Do whatever you want. It’s not important to me. (He turned away).

I know. A harpie. A nag. I couldn’t even let him alone when he was getting close to the place where everyone goes, at last, completely alone.

I didn’t want him to leave, even then.

But also. We’d checked his meager life insurance right after diagnosis. Although it was purchased when he went off to college, doubtless as a bad deal, surely from a door-to-door salesman, it was his only coverage because sometime in the next few years he was diagnosed with a heart valve defect. Small as the policy was, it was a lot for us. $16,000. The amount stuck in my mind, it was the only thing static during the two years he was ill. Enough to live half a year, maybe more without extraordinary medical bills.

I knew any funeral with a body would run $15 - $30K minimum. I hate open caskets anyway, tradition be damned. I detest paying funeral homes their professional fees and markup. Viewings with disgusting gladiola and cousins pretending to care.

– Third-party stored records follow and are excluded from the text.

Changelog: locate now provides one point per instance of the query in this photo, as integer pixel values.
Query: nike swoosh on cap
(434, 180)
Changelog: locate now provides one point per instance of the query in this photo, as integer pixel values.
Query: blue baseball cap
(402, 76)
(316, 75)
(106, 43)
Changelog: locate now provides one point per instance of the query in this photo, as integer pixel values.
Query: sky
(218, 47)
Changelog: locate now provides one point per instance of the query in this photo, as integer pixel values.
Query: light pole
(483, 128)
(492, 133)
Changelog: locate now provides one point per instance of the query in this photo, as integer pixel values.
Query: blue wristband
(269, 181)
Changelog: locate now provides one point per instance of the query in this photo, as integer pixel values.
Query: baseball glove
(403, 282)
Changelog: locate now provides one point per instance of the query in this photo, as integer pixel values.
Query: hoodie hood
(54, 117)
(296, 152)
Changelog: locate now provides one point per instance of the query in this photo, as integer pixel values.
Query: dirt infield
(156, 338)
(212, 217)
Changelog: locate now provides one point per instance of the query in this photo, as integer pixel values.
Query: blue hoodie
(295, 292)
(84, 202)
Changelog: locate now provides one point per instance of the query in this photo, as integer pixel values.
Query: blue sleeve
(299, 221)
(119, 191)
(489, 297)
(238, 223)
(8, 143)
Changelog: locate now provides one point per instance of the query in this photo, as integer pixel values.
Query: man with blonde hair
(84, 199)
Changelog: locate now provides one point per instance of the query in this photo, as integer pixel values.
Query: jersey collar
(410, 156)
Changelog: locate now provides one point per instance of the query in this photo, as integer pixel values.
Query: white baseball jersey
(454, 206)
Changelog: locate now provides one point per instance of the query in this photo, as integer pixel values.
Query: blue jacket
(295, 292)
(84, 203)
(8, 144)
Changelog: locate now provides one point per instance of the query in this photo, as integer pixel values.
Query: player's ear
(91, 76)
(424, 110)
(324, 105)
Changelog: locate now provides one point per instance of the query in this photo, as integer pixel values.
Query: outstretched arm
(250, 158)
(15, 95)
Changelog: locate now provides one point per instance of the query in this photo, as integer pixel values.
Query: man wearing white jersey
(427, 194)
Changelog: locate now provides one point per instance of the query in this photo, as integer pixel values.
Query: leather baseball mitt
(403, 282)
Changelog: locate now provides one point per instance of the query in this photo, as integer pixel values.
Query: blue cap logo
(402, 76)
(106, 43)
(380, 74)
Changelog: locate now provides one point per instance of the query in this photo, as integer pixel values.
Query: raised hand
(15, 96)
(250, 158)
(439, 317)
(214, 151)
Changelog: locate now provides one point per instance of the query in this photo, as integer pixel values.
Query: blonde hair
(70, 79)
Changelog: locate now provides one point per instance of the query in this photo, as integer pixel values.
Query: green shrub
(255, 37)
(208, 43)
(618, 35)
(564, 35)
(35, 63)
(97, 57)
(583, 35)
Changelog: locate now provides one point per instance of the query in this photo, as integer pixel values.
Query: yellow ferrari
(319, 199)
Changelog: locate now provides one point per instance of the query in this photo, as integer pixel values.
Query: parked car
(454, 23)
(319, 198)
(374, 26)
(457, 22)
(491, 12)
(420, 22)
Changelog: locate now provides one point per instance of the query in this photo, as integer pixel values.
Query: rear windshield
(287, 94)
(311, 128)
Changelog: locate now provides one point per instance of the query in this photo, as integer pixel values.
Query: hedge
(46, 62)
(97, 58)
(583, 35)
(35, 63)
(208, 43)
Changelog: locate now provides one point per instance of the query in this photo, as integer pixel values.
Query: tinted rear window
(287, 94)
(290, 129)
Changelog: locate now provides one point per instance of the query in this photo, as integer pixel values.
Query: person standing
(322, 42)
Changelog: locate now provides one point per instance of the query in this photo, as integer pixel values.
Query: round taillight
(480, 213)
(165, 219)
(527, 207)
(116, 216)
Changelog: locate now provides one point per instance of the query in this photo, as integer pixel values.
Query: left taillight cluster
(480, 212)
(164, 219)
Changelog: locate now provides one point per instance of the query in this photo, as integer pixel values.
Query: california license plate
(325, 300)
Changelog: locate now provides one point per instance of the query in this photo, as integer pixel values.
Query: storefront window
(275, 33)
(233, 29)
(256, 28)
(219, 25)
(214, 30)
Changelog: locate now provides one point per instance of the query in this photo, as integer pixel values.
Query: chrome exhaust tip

And none of those places or events is the right place for a 2.5 year old child. *

(Do funeral homes even offer babysitting?)

I know, I’m a wicked heartless bitch. I wanted to cremate him, and I probably would have, anyway. I cared enough to ask, even if not enough to listen.

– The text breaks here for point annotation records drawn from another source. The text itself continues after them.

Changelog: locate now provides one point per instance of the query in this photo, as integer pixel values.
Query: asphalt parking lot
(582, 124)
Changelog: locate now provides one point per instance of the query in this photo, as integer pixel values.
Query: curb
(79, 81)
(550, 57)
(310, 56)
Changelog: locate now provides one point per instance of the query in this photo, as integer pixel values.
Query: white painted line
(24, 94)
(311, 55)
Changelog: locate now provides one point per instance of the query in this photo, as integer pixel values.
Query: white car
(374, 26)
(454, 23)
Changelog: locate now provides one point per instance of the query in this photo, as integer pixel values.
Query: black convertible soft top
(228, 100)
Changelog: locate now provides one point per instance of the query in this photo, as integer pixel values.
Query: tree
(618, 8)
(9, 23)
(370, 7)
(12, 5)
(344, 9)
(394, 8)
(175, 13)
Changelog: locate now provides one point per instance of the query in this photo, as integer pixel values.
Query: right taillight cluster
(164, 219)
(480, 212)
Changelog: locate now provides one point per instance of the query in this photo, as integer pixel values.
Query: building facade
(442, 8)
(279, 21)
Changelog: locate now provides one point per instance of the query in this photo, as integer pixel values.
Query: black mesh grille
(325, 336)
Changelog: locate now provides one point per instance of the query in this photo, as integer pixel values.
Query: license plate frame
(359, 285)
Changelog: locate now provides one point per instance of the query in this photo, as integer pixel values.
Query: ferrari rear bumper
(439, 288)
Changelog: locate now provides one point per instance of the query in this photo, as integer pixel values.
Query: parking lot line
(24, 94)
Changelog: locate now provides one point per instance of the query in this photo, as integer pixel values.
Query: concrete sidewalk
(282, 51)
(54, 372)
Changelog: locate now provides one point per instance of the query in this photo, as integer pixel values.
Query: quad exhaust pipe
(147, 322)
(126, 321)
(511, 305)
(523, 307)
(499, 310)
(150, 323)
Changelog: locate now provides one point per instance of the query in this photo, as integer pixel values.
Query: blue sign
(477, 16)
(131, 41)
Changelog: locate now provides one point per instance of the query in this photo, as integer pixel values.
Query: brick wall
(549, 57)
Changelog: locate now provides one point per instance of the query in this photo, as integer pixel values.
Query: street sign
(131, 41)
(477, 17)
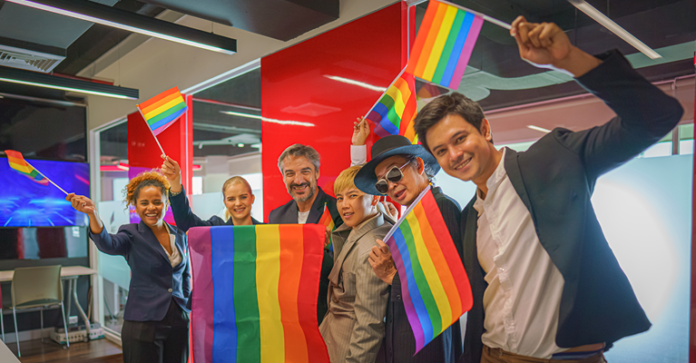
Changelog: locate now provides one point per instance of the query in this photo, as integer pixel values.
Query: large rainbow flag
(162, 110)
(444, 44)
(395, 111)
(18, 163)
(255, 293)
(435, 287)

Would he have minded that I cared more about our life after than his wishes about something he didn’t care much about? After he left, wasn’t it my primary job to be sure his child and I (and his mother – story TK) were taken care of? He’d made it clear that dead people don’t matter, but living people do.

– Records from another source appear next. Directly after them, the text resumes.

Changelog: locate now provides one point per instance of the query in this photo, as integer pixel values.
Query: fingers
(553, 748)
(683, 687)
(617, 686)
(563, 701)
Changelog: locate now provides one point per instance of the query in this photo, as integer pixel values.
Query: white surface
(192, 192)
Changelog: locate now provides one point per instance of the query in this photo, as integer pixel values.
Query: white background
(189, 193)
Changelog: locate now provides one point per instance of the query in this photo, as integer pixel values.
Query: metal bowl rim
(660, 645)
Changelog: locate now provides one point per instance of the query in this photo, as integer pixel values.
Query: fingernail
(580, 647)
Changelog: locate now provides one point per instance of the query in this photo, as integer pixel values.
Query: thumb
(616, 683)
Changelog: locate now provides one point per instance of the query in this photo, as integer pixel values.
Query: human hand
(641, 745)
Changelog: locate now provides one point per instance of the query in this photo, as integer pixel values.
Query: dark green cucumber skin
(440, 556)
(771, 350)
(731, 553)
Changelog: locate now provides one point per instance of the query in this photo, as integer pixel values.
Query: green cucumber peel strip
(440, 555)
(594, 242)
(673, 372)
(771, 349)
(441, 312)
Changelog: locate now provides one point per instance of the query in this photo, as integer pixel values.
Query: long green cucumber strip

It was a pretty minimal existence we were armoring up for, anyway. A successful regional artist does about as well, most years, as a barista. I hadn’t been working to my full potential, or even half, for a long time. When he started this hospitalization, a week earlier, I’d taken indefinite leave from work. I held the equity in our home, and a good brain.

Gavin never really took money seriously. He felt rich with me, because my job paid the same amount every year, more than he’d ever made selling paintings. When he was ill, he got angry because I found a way to get more life insurance coverage. (We never followed through). He’d refused to apply for SSDI, which we were told he’d quality for automatically, based on having a diagnosis that generally means “one year or less.” He felt his signature on the form would be admitting it.

So I thought I’d definitely cremate. Much more economical and environmental. We’d have a big service, a joyful party, a bunch of art. He wanted that and we did it. To appease him, I’d bury some of the ashes. To fulfill my vision of what’s right, I’d scatter some, somewhere important to us but not necessarily his hometown of Pittsburgh, where I’d never even been.

Marriage is all about compromise. Even when one partner is on the way out. Maybe even when one partner is gone.


* * * Comments * * *

5 comments:

kimgo said...

Thank you for your brave sharing.

Supa Dupa Fresh said...

Kim, thank you, and thanks for all the wonderful work you do with young widows and widowers on Facebook! Hope we get to meet someday in real life.
X
Supa

Mary said...

Thank you for sharing what you went through. Our end was slightly different since Jim did want to be cremated. It's good that I didn't have to make a decision about that; still reeling from everything that was happening, with pregnancy/new mom hormones raging, who knows WHAT we would have ended up with.

Hyla said...

It hurts me to read this, and, of course, that just means the writing is raw, vivid, and brings me that place where the layers peel back year after year.

Hyla Molander said...

Raw, engaging, makes me sit on the bench and study the clouds in those places I hesitate to visit. Erik died Suddenly, so there was never talk of the funeral. Oddly, I did have an open casket once the service was finished. It was the only way his unexpected death seemed real for me, and, as I imagined, hundreds of others who were shocked by his abduction from our lives. Then I cremated him, tossed him off the cliffside, and laughed as his ashes flew back into my face. Oh, life!